The crisis is not yet behind us but the climate of depression which had hovered over the winter is showing signs of lifting. Financial conditions have improved markedly and, even if it is very hard to know to what extent they have been implemented, recovery plans have started to have an impact. As for international trade, which plunged and had thereby caused the crisis to spread, it is now effectively the engine of the upturn. However unbearable it may seem to those who are losing their jobs, there are grounds for optimism about immediate prospects.
It is therefore time to look a little further afield and to ask what mark the crisis will leave on the years to come. Experience does not give us cause to be sanguine. Several papers, for example one very recently by the IMF, have shown that financial crises leave deep wounds. Not only does government debt balloon, not only are production losses of recession years not recouped, but output levels drop over the long term. Once the shock of the crisis and the subsequent rebound is over, output generally settles on a growth path which is parallel to what it was previously, but one notch lower.

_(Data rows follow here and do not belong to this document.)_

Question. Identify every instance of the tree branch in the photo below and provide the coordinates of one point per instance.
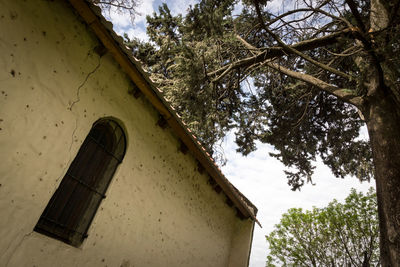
(272, 52)
(296, 52)
(346, 95)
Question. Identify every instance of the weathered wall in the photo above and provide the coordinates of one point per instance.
(159, 211)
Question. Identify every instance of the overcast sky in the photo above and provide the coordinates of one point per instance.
(259, 177)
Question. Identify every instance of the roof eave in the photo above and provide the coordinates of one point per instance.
(133, 69)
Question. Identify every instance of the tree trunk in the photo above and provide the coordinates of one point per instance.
(383, 123)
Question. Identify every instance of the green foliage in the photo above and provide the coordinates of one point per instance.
(339, 235)
(209, 76)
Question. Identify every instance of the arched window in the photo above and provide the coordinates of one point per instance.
(72, 207)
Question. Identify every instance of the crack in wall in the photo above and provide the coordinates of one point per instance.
(70, 108)
(82, 84)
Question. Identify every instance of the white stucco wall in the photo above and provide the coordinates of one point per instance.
(159, 210)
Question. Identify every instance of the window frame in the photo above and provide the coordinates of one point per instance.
(73, 206)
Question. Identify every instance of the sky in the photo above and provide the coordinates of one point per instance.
(258, 176)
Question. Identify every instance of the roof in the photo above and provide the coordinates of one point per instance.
(103, 29)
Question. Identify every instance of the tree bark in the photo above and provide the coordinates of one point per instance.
(383, 123)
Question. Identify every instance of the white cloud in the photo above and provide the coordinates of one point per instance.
(261, 179)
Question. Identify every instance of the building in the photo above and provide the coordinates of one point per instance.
(96, 169)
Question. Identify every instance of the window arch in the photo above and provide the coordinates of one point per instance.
(72, 207)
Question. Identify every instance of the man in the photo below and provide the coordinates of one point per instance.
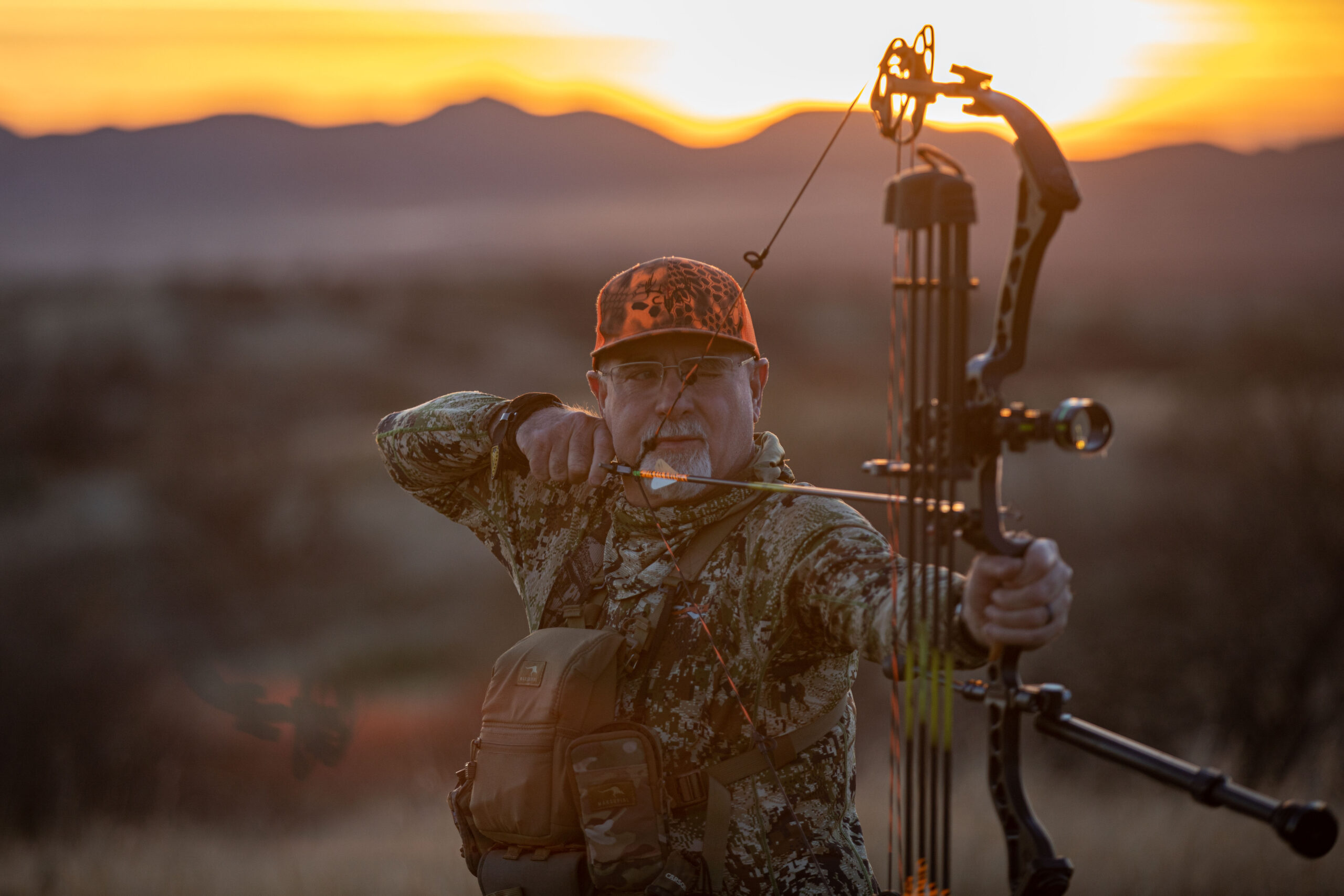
(793, 597)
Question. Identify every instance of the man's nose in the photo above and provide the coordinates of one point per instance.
(668, 392)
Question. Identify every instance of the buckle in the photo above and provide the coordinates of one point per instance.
(689, 789)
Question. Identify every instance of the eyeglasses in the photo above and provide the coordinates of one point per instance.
(647, 376)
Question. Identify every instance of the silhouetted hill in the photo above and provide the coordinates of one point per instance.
(486, 184)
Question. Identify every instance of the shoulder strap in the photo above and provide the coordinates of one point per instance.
(707, 541)
(686, 573)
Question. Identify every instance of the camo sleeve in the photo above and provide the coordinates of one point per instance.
(440, 452)
(842, 592)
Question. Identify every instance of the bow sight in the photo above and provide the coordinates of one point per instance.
(951, 426)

The reasons for the slippage are numerous. First, there is the permanent sidelining of workers deprived of their jobs – sometimes encouraged by early retirement schemes – and the structural nature of the rise in unemployment. Crises disrupt whole sectors of the economy and restructuring implies longer job searches between employment and thus on average higher unemployment. Second, there is the collapse of firms and the fact that those which have survived have cut their investments, so reducing the available capital stock. Third, there is the contraction of the financial sector and the fact that someone working in this sector finding another job may have a greater social utility but will definitely have lower productivity, at least at the outset. All in all, it is not uncommon for a serious banking crisis to trigger a permanent drop in GDP of the order of five percentage points or more.
A step down of that magnitude may have a limited impact on a fast-growing economy. For an emerging country, it may often represent no more than the loss of a few months. But for the mature economies of Europe, five points amounts to a reverse of two or three years with a corresponding drop in tax revenue, a hole in the budget, inevitable belt-tightening measures, rows over who bears how much of the burden and, last but not least, the risk of a vicious circle of stagnation. The danger for Europe is that it may suffocate tomorrow under the weight of the burden left over from the crisis. .
Of course not everyone is in the same boat. Given the size and the state of the financial-services sector in the UK, the problem is more serious there than in France where the recession has been shorter and less brutal. It may very well be especially tough in Spain where growth relied on immigration and real estate. But attitudes differ. Europeans remember vividly the errors of the past. Since the middle of the 1970s essentially every shock has resulted in a deterioration of its prospects, in general without economic policy having anticipated this. This time people are swearing that they will not be caught out again and are starting to prepare for the tough times. Americans, who have never known the same trauma, have the opposite mindset. They do not believe in a permanent rise in unemployment and expect the recovery to
return economy to the same trajectory as before. In consequence, they are not readying themselves to spend as much.
Who is right and who is wrong ? The danger for the US is to underestimate the size of their problems and for Europe to be caught up in a self-fulfilling prophecy. Neither of these two stances is helpful. The US should for once relent and draw a lesson from international experience. As for Europe, rather than wallowing in self-pity, it should use its pessimism as a lever for action. Whether it is labour markets, education, the efficiency of public spending or the reconstruction of a financial system capable of supporting economic development, there is no lack of reforms to choose from if it wants to boost the growth potential of its economies.